The book by Tom Jones plays on the classic boy meets girl, boy loses girl, boy wins girl back. Matt (Ryan Bloomquist) and Luisa (Kimberly Immanuel), two young lovers living next door to each other, are the embodiment of impulsive exuberance. Their mothers, Hucklebee (Patricia Schuman) and Bellomy (Carly Callahan) outwardly disapprove of the relationship and each other, but secretly are strong friends and want marriage for their offspring. They employ a bandit, El Gallo (David Pittsinger), who brings along two accomplices, Henry (R. Bruce Connelly) and Mortimer (Will Clark) to help fake an abduction that makes Matt look like a hero. Throughout the show a character known as The Mute (Cory Candelet) acts as a one-man Greek chorus providing assistance to others as well as delivering comedic interludes. The plot by the women succeeds and at the end of Act I, everything is rosy. However, Act II brings a darker tone to the story where self-discovery and introspection by the youthful pair, now branching out separately to the world outside their secure and sheltered world, becomes central to the narrative. In the end, life lessons strengthen their bond as they resolve to forge ahead together.
The score by Tom Jones and Harvey Schmidt is one for the ages. It includes such timeless classics as “Try to Remember,” “Soon It’s Gonna Rain,” and “Round and Round.” The songs, accompanied simply by piano and harp, are charming and melodic, gorgeously rendered by the performers.
The cast is superb, led by David Pittsinger as El Gallo. The bass-baritone has been a fixture the past few years at Ivoryton. I was not totally enthralled with his Emile de Becque in South Pacific, but I thought he was outstanding as Don Quixote in last season’s Man of La Mancha. Here, he is fittingly roguish with a twinkle in his eye and a lighthearted bounce in his step as the lead actor. His rendition of the musical’s signature song, “Try to Remember,” is one of the highlights of the production.

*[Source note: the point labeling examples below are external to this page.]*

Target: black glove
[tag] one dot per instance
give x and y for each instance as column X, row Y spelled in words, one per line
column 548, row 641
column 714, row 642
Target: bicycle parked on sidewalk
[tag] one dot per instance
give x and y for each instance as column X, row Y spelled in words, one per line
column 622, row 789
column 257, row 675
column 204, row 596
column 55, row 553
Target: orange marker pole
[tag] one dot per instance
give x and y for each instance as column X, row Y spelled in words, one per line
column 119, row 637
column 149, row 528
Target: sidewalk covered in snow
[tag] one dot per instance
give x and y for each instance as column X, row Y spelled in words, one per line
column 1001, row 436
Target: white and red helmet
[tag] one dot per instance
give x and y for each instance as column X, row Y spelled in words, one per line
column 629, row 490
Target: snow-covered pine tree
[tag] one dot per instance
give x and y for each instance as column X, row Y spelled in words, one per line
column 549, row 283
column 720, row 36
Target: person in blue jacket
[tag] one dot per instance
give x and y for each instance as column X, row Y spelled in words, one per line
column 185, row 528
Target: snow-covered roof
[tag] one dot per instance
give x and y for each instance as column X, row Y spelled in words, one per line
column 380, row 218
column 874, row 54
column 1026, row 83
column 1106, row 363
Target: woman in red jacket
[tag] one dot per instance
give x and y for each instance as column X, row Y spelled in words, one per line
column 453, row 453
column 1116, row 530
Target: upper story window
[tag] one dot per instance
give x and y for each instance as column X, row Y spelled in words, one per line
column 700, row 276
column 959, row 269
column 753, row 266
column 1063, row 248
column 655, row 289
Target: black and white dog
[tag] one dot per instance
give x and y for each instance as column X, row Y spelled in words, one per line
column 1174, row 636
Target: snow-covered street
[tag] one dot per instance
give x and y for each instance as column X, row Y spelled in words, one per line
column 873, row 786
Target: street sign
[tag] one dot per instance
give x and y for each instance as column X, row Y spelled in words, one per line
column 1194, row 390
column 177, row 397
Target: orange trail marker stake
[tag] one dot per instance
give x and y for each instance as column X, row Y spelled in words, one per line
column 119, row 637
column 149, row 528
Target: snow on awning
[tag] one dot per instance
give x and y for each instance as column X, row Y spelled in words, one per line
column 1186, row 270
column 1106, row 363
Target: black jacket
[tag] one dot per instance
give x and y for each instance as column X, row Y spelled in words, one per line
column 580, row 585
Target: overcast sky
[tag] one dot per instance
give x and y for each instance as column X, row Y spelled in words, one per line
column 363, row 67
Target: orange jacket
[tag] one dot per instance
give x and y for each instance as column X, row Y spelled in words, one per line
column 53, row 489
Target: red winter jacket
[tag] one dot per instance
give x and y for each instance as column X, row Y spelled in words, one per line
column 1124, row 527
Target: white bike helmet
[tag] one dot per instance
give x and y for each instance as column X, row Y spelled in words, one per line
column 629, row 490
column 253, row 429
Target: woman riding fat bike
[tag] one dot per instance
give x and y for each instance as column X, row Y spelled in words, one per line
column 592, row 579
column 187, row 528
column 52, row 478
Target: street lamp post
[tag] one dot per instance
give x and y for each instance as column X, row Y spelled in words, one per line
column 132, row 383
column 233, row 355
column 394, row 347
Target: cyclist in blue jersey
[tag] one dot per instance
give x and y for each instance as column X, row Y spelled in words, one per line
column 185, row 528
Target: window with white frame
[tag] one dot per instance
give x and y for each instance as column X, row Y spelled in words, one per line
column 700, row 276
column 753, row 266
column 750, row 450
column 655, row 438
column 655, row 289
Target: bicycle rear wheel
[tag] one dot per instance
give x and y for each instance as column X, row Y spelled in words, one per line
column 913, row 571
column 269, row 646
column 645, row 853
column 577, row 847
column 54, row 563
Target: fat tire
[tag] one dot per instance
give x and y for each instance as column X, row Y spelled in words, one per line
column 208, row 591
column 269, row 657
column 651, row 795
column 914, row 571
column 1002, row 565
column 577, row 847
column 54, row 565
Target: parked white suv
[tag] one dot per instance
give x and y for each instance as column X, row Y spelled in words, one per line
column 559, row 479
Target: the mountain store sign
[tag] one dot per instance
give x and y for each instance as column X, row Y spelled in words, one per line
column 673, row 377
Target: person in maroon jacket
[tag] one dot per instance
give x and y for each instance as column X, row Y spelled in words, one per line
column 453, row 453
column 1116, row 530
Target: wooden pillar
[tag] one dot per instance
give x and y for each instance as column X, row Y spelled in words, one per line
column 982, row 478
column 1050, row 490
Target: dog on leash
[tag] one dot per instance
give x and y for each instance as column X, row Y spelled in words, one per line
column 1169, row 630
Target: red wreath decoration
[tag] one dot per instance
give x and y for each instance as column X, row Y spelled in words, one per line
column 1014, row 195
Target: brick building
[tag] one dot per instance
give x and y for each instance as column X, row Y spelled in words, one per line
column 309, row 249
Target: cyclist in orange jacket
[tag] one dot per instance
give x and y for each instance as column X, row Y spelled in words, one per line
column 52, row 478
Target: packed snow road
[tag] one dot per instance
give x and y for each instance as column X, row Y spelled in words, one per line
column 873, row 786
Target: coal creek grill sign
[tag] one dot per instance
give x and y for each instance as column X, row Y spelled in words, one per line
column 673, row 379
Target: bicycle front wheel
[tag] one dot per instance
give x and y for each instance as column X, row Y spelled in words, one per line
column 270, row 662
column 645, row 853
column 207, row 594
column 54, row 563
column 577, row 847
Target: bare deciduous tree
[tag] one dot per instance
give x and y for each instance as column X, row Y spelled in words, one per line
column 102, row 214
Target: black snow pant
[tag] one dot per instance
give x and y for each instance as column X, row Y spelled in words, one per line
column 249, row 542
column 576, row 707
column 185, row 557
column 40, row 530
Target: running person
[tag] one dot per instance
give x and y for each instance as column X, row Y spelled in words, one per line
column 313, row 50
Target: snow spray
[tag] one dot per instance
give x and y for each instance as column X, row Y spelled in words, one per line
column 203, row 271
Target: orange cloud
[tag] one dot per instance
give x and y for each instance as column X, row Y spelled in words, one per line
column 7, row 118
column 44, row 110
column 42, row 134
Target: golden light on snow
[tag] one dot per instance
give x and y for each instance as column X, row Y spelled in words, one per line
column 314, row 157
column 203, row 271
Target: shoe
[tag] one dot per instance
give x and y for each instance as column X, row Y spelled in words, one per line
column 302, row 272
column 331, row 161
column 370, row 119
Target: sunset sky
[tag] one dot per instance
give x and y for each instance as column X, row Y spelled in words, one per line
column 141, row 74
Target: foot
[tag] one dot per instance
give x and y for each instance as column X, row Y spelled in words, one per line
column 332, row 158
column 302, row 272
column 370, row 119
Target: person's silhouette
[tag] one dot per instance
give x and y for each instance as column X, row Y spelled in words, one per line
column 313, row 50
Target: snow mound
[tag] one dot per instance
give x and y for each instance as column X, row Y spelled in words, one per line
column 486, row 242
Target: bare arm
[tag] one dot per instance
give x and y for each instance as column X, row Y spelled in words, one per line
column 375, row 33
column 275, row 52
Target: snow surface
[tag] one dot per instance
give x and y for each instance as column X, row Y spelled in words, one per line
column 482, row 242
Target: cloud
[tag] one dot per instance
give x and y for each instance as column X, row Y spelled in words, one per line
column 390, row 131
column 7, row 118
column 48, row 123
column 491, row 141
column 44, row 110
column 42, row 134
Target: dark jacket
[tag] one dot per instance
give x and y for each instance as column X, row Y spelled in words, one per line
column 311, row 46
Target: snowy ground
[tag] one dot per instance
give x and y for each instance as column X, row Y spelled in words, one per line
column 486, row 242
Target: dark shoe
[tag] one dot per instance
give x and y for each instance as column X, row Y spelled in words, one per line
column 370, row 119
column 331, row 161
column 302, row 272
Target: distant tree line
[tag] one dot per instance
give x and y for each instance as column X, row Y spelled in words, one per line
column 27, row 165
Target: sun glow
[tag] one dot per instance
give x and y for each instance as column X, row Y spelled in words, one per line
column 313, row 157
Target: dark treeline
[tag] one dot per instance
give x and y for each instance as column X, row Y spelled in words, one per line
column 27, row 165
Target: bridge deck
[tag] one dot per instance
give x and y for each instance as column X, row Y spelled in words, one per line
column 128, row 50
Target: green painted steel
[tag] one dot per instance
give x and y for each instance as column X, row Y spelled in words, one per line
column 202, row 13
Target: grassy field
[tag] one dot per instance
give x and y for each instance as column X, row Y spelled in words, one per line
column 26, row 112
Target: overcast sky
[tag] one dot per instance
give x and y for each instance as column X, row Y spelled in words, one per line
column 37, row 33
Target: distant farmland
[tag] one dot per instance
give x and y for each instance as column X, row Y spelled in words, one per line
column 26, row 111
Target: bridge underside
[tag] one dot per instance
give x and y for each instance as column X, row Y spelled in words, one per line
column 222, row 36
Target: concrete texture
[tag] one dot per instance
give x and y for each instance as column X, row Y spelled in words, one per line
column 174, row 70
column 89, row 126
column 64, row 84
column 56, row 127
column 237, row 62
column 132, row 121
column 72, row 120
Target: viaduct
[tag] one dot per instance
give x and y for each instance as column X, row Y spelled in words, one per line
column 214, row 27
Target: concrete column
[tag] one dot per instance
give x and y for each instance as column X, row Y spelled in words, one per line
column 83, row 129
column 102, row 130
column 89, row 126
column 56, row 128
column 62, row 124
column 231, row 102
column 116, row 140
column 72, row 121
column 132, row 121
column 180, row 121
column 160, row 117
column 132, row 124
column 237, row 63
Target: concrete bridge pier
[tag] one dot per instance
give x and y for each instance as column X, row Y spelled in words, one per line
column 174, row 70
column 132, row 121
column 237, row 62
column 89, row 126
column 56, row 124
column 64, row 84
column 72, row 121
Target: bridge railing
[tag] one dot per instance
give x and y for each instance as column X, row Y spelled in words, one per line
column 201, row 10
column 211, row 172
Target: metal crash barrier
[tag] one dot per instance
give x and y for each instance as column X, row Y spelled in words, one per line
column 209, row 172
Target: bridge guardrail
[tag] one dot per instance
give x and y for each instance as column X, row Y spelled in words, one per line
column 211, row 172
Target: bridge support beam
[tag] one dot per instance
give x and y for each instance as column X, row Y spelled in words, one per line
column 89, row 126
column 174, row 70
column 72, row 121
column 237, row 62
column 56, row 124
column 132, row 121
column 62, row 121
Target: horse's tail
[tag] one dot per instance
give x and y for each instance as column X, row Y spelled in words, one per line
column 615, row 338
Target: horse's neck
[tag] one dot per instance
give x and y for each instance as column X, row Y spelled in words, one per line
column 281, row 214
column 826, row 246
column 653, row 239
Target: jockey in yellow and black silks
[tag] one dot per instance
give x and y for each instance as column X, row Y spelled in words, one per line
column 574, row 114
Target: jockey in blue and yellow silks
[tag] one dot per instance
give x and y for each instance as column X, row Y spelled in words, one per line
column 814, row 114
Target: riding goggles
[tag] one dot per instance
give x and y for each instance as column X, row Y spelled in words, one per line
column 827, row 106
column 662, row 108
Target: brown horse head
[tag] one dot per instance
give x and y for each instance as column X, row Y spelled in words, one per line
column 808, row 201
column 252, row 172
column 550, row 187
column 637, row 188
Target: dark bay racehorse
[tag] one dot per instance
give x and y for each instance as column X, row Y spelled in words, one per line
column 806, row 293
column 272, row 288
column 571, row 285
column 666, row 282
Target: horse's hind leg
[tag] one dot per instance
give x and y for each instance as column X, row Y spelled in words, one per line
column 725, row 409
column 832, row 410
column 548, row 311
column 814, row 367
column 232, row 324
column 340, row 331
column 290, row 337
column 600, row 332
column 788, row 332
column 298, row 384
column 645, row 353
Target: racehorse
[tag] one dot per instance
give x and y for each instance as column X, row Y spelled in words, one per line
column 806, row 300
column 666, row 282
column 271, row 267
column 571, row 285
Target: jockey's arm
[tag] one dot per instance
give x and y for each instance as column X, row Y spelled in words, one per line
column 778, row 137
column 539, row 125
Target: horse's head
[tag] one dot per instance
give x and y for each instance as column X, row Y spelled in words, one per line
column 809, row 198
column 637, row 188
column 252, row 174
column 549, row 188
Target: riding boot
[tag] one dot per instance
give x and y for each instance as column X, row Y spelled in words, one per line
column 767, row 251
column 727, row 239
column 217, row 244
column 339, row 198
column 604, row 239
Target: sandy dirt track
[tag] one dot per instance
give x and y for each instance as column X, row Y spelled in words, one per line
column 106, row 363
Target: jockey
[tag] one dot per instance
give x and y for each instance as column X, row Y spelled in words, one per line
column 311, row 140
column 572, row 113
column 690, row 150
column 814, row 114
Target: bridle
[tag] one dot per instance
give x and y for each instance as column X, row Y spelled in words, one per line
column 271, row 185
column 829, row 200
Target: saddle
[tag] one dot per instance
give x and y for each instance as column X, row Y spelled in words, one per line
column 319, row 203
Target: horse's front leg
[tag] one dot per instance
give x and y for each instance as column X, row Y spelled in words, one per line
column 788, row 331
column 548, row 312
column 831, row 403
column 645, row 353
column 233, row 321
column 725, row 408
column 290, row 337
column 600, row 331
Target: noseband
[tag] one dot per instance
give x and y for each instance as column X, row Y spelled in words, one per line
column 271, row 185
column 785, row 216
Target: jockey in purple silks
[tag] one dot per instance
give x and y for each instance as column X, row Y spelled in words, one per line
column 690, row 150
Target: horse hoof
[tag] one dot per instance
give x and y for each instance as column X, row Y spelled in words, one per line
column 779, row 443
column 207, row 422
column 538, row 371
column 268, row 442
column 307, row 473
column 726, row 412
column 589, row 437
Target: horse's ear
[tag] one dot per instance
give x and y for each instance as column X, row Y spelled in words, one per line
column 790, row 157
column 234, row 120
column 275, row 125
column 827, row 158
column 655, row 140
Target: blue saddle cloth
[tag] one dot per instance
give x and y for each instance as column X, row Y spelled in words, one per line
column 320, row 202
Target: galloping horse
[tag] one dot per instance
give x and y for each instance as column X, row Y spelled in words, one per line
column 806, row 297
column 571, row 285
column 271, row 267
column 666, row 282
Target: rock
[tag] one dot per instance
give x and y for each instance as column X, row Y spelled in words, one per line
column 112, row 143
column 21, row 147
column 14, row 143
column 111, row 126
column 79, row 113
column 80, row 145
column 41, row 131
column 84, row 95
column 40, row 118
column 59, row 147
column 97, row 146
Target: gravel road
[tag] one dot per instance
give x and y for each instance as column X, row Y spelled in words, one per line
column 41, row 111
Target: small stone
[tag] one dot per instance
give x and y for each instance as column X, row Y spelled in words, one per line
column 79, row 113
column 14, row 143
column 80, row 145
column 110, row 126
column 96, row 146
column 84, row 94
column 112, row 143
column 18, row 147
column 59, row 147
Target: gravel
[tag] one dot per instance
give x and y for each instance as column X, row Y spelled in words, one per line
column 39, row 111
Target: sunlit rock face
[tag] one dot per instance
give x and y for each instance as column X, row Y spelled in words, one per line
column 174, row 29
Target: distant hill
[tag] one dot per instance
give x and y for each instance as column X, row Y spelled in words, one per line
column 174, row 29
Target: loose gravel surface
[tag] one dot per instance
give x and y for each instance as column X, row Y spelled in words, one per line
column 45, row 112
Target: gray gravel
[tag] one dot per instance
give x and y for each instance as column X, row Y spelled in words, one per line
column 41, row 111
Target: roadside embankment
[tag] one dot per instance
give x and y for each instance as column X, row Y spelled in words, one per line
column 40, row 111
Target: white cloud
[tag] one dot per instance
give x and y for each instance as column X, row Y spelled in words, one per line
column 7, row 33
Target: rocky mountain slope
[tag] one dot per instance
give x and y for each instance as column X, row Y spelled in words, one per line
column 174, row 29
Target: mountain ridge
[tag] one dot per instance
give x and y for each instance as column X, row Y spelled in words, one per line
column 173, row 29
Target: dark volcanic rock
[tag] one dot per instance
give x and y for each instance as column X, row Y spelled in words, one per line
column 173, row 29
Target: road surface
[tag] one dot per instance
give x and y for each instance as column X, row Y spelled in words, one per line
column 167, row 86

The young couple, Ryan Bloomquist and Kimberly Immanuel, have a wonderful chemistry as they burst forth with potential and possibilities. Naïve at first, by the final curtain they show a more knowing view of themselves and the world around them. Ms. Immanuel is luminescent, exuding an effervescent quality that brightens the show. Mr. Bloomquist projects a youthful bravado that matches the cheerfulness and vitality of his love interest. In the supporting role of the two mothers, Patricia Schuman and Carly Callahan are suitably protective, nurturing, and befittingly display motherly concern and angst. R. Bruce Connelly, as the old-time actor and hired hand, demonstrates his vibrancy and comic talents. His partner in crime, Will Clark, proves an affable, equally comic, foil. One of the most engaging performances is by Cory Candelet as The Mute. Sometimes lurking in the background or off to the side, at other times more center stage, his clownish antics and silent screen-like histrionics add a giddy embellishment that enlivens the musical.
Brian Feehan’s direction is beautifully staged, combining subtle flourishes with explicit and straightforward guidance. There is a polished sheen to the production that, nonetheless, does not overwhelm the unfussiness and forthrightness of the show. He has a confident hand with the acting troupe that gives the production an engaging and assured flow. Interestingly, traditional presentations of the musical have two fathers, as opposed to female characters, cast in the show. There is no mention in the program whether this was Mr. Feehan’s decision or otherwise but, either way, it has no effect on the quality or thrust of the show.
The scenic design by Martin Scott Marchitto uses a classical colonnade motif, which goes hand-in-hand with the archetype naturalness of the show. The set is uncluttered, allowing for our imagination to reflect and ponder.
The Fantasticks, currently the best musical playing in Connecticut.